This repo contains code from the NL-ITI paper.
In this work, we explore LLM’s internal representation space to identify attention heads that contain the most truthful and accurate information. Inference Time Intervention (ITI) framework, which lets bias LLM without the need for fine-tuning. We further developed the ITI framework by introducing a nonlinear multi-token probing and multi-token intervention: Non-Linear ITI (NL-ITI), which significantly improves performance on evaluation benchmarks. NL-ITI is tested on diverse multiplechoice datasets, including TruthfulQA, on which we report over 16% relative MC1 metric improvement with respect to the baseline ITI results. Moreover, we achieved a 10% relative improvement over the recently released Truth Forest (TrFf) method that also focused on ITI improvement.
Use requirements.txt
to setup a python venv in which you will run the code.
python3 -m venv .venv
source .venv/bin/activate
pip3 install -r requirements.txt
First, you need to generate activations with 'qa' and 'endq' formats. The more tokens the better, as you can later use up to this number of tokens. RAM is your main limiting factor.
python3 get_activations.py --dataset_name truthful_qa --dataset_split valid --prompt_format qa --n_last_tokens 2
The script uses a single GPU, so if you have more of them, you can run this this in parallel like that (just using 0, 1, etc... for each GPU that you have).
CUDA_VISIBLE_DEVICES=0 python3 get_activations.py --dataset_name truthful_qa --dataset_split valid --prompt_format qa --n_last_tokens 2
As a second step, you want to run probing to get scores for each head. These will be later used for selecting top heads for intervention.
python3 probing.py --dataset_name truthful_qa --dataset_split valid --probe_type mlp --n_last_tokens 2 [--ray_tune]
For faster calculation, you can type optional --ray_tune
argument that will use parallelization. With that, there are two optional arguments that work, --ray_cpu
and --ray_gpu
used to manipulate the proportion of CPU and GPU used for training of single probing model.
The command above is a good choice if you are probing and intervening on a 'train' split and evaluating on a 'test' split. But for TruthfulQA, there is only a single split. In this case you can run calculation in folds, so training and test observations don't overlap.
python3 probing.py --dataset_name truthful_qa --dataset_split valid --probe_type mlp --n_last_tokens 2 --fold 1 [--ray_tune]
python3 probing.py --dataset_name truthful_qa --dataset_split valid --probe_type mlp --n_last_tokens 2 --fold 2 [--ray_tune]
The output will be found in `probings' dir. Just look up there to get the probing name which will be needed next.
Intervention is the final step. It will produce results that you can find later in results
dir.
python3 intervention.py --probing_name truthful_qa_valid_mlp_s_last2_epochs10 --activations_direction truthful_qa --activations_std truthful_qa --activations_split valid --evaluation_dataset truthful_qa --evaluation_dataset_split valid --n_last_tokens 2 [-ht]
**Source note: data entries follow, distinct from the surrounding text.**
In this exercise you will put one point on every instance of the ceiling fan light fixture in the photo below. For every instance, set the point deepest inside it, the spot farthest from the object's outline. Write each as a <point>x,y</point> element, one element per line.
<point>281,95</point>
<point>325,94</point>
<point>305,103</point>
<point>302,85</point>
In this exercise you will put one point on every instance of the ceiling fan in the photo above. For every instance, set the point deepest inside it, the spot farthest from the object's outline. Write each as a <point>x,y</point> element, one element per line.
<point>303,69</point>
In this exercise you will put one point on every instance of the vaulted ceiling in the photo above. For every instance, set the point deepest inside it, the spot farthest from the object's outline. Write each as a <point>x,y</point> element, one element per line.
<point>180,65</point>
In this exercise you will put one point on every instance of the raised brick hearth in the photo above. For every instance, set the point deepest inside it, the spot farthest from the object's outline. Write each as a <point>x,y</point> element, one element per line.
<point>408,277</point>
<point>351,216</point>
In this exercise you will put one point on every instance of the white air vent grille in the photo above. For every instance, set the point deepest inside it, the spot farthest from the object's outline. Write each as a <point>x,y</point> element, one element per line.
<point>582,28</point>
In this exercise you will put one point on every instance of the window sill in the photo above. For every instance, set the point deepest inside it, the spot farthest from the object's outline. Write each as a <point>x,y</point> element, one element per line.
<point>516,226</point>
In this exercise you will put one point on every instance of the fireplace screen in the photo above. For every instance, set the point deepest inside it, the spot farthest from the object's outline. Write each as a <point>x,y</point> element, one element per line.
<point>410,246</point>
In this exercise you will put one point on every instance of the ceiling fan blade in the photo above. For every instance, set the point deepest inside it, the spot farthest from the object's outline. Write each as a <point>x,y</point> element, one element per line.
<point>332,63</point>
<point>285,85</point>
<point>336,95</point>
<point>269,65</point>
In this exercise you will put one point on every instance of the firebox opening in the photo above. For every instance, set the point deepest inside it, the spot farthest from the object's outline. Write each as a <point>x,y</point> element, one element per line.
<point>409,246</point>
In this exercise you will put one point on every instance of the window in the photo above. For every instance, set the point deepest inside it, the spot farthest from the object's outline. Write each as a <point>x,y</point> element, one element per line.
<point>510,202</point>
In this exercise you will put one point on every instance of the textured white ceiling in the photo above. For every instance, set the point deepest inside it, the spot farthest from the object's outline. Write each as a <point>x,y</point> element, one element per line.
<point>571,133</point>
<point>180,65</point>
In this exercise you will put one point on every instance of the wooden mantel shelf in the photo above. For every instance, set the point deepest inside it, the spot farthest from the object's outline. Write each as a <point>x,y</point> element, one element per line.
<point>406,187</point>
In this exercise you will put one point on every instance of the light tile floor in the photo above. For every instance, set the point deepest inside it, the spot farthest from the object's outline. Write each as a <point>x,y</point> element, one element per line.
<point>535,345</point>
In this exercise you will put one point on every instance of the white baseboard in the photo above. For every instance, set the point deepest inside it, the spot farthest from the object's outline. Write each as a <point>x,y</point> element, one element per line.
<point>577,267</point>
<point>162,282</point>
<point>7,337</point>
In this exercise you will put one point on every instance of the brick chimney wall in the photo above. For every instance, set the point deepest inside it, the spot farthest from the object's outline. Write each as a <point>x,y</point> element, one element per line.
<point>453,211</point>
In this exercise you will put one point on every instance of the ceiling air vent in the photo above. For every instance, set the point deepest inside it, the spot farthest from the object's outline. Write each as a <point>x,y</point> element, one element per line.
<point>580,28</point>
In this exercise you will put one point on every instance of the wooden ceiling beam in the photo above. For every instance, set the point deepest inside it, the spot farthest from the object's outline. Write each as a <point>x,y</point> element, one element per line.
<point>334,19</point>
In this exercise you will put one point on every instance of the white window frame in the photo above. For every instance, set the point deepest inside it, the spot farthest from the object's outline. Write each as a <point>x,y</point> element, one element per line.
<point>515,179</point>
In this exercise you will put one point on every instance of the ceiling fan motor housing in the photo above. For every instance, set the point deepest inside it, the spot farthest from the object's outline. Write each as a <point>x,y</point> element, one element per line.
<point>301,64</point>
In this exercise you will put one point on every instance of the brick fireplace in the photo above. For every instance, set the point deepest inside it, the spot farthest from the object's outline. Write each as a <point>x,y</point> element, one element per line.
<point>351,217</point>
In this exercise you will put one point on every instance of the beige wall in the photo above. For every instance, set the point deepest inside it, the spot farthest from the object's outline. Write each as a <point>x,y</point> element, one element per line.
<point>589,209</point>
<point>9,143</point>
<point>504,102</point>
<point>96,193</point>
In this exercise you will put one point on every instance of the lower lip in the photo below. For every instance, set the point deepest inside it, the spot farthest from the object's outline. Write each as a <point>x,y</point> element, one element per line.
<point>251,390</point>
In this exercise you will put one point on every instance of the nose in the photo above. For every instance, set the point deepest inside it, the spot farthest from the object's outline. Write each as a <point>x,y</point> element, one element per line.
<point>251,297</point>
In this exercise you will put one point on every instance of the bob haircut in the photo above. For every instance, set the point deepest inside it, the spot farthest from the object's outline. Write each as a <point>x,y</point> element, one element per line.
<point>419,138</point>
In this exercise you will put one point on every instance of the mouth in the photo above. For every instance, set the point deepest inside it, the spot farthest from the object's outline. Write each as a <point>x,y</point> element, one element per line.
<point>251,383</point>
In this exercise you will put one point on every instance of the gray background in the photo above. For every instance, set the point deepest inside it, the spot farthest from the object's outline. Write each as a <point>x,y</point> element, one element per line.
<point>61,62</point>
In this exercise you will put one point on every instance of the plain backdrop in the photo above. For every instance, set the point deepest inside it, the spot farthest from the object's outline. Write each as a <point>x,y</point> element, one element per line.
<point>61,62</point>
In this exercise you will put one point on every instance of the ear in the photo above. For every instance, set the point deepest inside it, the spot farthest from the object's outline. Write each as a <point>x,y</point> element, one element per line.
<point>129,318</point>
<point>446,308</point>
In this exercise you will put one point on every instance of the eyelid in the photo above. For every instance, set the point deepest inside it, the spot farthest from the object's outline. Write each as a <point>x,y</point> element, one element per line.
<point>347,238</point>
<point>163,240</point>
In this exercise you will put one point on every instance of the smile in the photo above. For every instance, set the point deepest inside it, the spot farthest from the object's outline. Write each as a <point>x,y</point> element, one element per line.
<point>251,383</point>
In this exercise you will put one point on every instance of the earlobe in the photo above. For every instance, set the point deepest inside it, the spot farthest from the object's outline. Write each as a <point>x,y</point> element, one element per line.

The basic case above works best if you evaluate LLM on unseen 'test' split. If you decided to run calculation in folds, you intervene on each fold separately.
python3 intervention.py --probing_name truthful_qa_valid_mlp_s_last2_epochs10_f1 --activations_direction truthful_qa --activations_std truthful_qa --activations_split valid --evaluation_dataset truthful_qa --evaluation_dataset_split valid --n_last_tokens 2 --fold 2 [-ht]
python3 intervention.py --probing_name truthful_qa_valid_mlp_s_last2_epochs10_f2 --activations_direction truthful_qa --activations_std truthful_qa --activations_split valid --evaluation_dataset truthful_qa --evaluation_dataset_split valid --n_last_tokens 2 --fold 1 [-ht]
By default, the intervention is run on a single hyperparameters set, that you can choose using --heads
and --alpha
arguments. If you use -ht
argument, the calculation will be run on a set of hyperparamters and will take longer as well.
If you run the whole calculation in folds, there is a script to merge the results from both folds.
python3
>>> import utils
>>> utils.merge_fold_results('results_name_f1', 'results_name_f2')
It requires just giving the names of result files. It will join them into one.
For datasets with categories (MMLU), you can collect detailed (per category) intervention results, using --detailed
option. It's intended to use with specific --head
and --alpha
.
It will additionaly drop a csv named detailed_results.csv
To reproduce results from the paper, you can look into reproduce_table1_commands
and reproduce_table2_commands
files,
as they contain exact commands needed to calculate the scores.
You can find original paper results in results_paper
dir. They were collected with hyperparameter tuning.